Melissa Anchis and Florian Meyer
In July, EPFL, ETH Zurich, and the Swiss National Supercomputing Centre (CSCS) announced joint initiatives to build large-scale language models (LLMs). Currently, this model is available and serves as a building block for developers and organizations of future applications such as chatbots, translation systems, and educational tools.
The name of this model emphasizes the Latin word “open” – its distinctive feature. The entire development process, including architecture, model weights, training data and recipes, is openly accessible and fully documented.
AI researchers, experts, and experienced enthusiasts can access models through their strategic partner SwissCom, or download them from Hugging Face, the platform for AI models and applications, and deploy them to their own projects. Two sizes are available at your disposal. Featuring 8 billion and 70 billion parameters, the smaller model is suitable for individual use. Both models are released under an acceptable open source license, allowing them to be used in education, research and in a wide range of social and commercial applications.
Completely open source LLM
As a completely open language model, Apertus allows researchers, experts and enthusiasts to adapt to their specific needs based on the model and examine some of the training process. This distinguishes between Apertus from models that are accessible only to selected components.
“With this release, we aim to provide a blueprint on how we can develop trustworthy, sovereign and comprehensive AI models,” said Martin Jaggi, EPFL's machine learning professor and member of the steering committee of the Swiss AI Initiative. This model is regularly updated by a development team that includes specialized engineers and numerous researchers from CSCS, ETH Zurich and EPFL.
The driver of innovation
EPFL, ETH Zurich and CSCS are challenging new fields with their open approach. “Apertus is not a traditional case of technology transfer from research to product. Instead, we consider it a means to enhance AI expertise across innovation, society and industry.” In line with their tradition, EPFL, ETH Zurich, and CSC provide both the basic technology and infrastructure to promote innovation across the economy.
It is trained with 15 trillion tokens in over 1,000 languages. 40% of the data is not in English. Apertus includes many languages that have previously been underrated by LLM, such as Swiss German and Romanche.
“Apertus is built for the public good. On this scale, it is one of a small number of fully open LLMSs, the first to embody multilingualism, transparency and compliance as fundamental design principles.”
“Swisscom is proud to be one of the first to deploy this pioneering large-scale language model on the Swiss AI platform. As a strategic partner of the Swiss AI initiative, we support Apertas access during Swiss {ai} week. We commented on Daniel Dobos, Director of Research at Swisscom.
Accessibility
Setting up an Apertus is easy for professionals and skilled users, but is necessary for additional components such as servers, cloud infrastructure, and specific user interfaces to be used in practice. The upcoming Swiss {AI} week hackathon will be the first opportunity for developers to practice Apertus, test its functionality, and provide feedback on future version improvements.
Swisscom provides a dedicated interface for hackathon participants, making it easier to interact with models. As of today, Swisscom business customers will be able to access the Apertus model through Swisscom's Sovereign Swiss AI platform.
Furthermore, for non-Switzerland, public AI reasoning utility will make Apertus accessible as part of the global movement of public AI. “Apertus is a major AI model now. It is a model built by public agencies, for the public interest. AI is a type of public infrastructure, such as highways, water or electricity, which is our best evidence.”
Transparency and compliance
Apertus is designed with transparency at its core, ensuring complete reproducibility of the training process. Alongside the model, the research team publishes a variety of resources: comprehensive documentation and source code of the training process used, model weights including intermediate checkpoints – all released under an acceptable open source license. Terms of Use are available by hugging your face.

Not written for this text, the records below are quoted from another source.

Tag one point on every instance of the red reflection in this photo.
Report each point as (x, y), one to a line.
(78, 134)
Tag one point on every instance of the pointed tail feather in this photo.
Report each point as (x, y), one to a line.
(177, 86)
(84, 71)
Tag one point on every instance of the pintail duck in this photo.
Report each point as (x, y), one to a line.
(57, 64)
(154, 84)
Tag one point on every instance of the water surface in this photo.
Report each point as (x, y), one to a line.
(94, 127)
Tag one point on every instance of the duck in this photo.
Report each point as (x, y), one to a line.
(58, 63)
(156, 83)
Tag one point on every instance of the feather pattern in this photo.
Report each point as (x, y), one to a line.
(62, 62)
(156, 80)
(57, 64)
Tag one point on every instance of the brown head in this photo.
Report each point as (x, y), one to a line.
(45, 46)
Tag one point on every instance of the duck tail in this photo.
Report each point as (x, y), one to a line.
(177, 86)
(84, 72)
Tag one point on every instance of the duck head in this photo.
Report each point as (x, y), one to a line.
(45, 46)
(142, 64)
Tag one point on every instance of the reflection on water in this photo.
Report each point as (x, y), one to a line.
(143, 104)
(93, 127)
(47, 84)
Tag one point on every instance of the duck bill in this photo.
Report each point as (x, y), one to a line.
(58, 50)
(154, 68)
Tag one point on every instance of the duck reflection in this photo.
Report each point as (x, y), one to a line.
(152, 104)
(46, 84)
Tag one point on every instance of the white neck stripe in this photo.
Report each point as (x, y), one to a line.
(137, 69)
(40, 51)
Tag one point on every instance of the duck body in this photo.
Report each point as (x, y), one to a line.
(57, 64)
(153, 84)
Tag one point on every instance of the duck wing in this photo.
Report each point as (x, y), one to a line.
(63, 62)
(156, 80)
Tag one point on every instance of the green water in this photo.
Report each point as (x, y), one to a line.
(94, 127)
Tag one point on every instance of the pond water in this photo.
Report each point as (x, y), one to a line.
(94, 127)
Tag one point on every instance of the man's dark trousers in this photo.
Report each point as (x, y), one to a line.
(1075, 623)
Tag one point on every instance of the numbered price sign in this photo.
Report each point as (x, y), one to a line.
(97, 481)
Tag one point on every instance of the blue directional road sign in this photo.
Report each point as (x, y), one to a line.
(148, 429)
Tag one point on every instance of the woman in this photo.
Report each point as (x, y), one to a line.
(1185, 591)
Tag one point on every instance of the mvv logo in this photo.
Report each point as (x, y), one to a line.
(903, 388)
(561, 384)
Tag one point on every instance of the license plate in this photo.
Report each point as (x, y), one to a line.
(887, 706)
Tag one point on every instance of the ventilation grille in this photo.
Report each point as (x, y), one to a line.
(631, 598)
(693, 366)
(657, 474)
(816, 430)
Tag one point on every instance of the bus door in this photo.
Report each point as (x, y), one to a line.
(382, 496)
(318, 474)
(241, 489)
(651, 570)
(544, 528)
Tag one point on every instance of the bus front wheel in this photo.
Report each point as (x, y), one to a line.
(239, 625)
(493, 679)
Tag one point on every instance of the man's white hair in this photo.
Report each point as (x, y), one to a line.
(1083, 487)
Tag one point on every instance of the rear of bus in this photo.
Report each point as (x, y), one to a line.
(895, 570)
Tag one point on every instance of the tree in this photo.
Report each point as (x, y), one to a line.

Apertus was developed with full consideration of the SWISS Data Protection Act, Swiss copyright law, and transparency obligations under the EU AI law. Special attention is paid to data integrity and ethical standards. Training corpus is built solely on published data. You will be filtered to retroactively respect machine-readable opt-out requests from the website and to remove any personal data or other unwanted content before training begins.
The beginning of the journey
“Apertus shows that the generator AI is strong and open,” says Antoine Bosselut, professor at the EPFL's Institute of Natural Language Processing and co-leading the Swiss AI initiative. “The release of Apertas is not a final step, but a journey, the beginning of a journey, for the public interest of all over the world, a long-term commitment to an open, trustworthy, sovereign AI Foundation. We are excited to see the developer engage in the model at the Swiss {ai} week hackathon.
Future versions aim to expand model families, improve efficiency and explore domain-specific adaptations in areas such as law, climate, health, and education. It is also expected to integrate additional features while maintaining strong standards of transparency.
EPFL (Ecole Polytechnic Federel de Lausanne) is a research institute and university located in Lausanne, Switzerland, specializing in natural sciences and engineering.

EPFL (Ecole Polytechnic Federel de Lausanne) is a research institute and university located in Lausanne, Switzerland, specializing in natural sciences and engineering.